[Date Prev][Date Next][Thread Prev][Thread Next][Date Index][Thread Index]

Re: LispM's crummy I/O performance (was RE: LispM Market

Received: from BLAISE.kahuna.decnet.lockheed.com by ALAN.kahuna.decnet.lockheed.com via CHAOS with CHAOS-MAIL id 17386; 19 Jan 90 16:42:08 PST
Date: Fri, 19 Jan 90 16:42 PST
From: Montgomery Kosma <kosma@ALAN.kahuna.decnet.lockheed.com>
Subject: Re: LispM's crummy I/O performance (was RE: LispM Market
To: slug@ALAN.kahuna.decnet.lockheed.com
In-Reply-To: The message of 19 Jan 90 06:46 PST from sobeck@RUSSIAN.SPA.Symbolics.COM
Message-ID: <19900120004203.4.KOSMA@BLAISE.kahuna.decnet.lockheed.com>

    Date: Fri, 19-Jan-90 06:46:49-PST
    Date: Wed, 17 Jan 90 15:06 PST
    From: sobeck@RUSSIAN.SPA.Symbolics.COM

    To: "alanr%media-lab.media.mit.edu"%ELEPHANT-BUTTE.SCRC.Symbolics.COM@Warbucks.AI.SRI.COM,
    Cc: "slug%Warbucks.AI.SRI.COM"%ELEPHANT-BUTTE.SCRC.Symbolics.COM@Warbucks.AI.SRI.COM
    In-Reply-To: <9001170035.AA04103@media-lab>
    Message-Id: <19900117230620.0.SOBECK@BRAIN-DAMAGE.SPA.Symbolics.COM>

	Date: Tue, 16 Jan 90 19:35:21 EST
	From: alanr@media-lab.media.mit.edu

	      Now, anyone who has touched UNIX knows that reading in a 5meg file and
	      even allocating memory for 1 million tokens (which are represented as
	      integers) takes on the order of a few minutes (at most).  The LispM
	      took almost over 5 hours to read in the data set!  This is on a 3650
	      under 7.2.  What's more, the same LispM took almost 48 hours to dump
	      the data (via NFS to a disk on a SUN4)!
	      The ironic part of this is the CM took only about 15 seconds to
	      actually process the data.

	      I solved the same problem using C without the connection machine.  In
	      fact, on a HP Series 800, the serial solution takes only a few hours,
	      and it would take under an hour if not for paging problems at runtime.

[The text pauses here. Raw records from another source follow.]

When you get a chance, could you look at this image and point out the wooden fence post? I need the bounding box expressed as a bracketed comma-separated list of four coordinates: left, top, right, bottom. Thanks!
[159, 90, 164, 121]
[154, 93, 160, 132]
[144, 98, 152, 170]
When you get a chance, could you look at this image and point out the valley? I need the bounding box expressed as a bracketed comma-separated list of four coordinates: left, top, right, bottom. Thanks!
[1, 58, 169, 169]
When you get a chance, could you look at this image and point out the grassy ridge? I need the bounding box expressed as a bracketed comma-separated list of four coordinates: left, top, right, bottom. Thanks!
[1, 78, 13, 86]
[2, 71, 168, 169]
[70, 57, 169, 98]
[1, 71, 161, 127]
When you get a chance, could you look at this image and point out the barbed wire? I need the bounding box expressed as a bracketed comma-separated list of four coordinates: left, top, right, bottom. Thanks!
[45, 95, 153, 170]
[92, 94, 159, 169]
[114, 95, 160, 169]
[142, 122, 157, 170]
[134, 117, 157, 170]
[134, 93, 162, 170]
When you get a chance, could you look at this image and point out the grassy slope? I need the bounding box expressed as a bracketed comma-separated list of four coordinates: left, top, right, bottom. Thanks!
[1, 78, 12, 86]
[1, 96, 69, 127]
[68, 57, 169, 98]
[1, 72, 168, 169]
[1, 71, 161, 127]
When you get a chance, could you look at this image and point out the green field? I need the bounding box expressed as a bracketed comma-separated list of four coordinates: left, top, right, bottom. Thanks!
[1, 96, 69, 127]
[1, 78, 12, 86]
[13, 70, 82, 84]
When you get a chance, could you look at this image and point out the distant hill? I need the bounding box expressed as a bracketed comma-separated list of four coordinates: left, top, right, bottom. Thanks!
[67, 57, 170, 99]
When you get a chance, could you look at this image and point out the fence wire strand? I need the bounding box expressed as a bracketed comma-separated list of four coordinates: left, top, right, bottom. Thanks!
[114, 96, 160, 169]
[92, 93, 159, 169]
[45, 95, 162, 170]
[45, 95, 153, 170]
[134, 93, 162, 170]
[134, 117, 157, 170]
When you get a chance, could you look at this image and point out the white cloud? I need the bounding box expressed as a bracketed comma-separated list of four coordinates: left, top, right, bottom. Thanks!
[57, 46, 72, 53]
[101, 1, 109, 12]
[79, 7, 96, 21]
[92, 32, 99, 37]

	      I think that 1meg/hr is not an acceptable I/O rate.

	      -- David Magerman (magerman@linc.cis.upenn.edu)
	      University of Pennsylvania LINC Laboratory

	Given this horror story, I suppose that I should chip in with an io story
	that is somewhat more reasonable.

	I also use the connection machine, and needed to get access to ~ 1megabyte tiff
	image files from a networked server. These needed to be converted to
	symbolics rasters (so I could display them) and then downloaded to the cm.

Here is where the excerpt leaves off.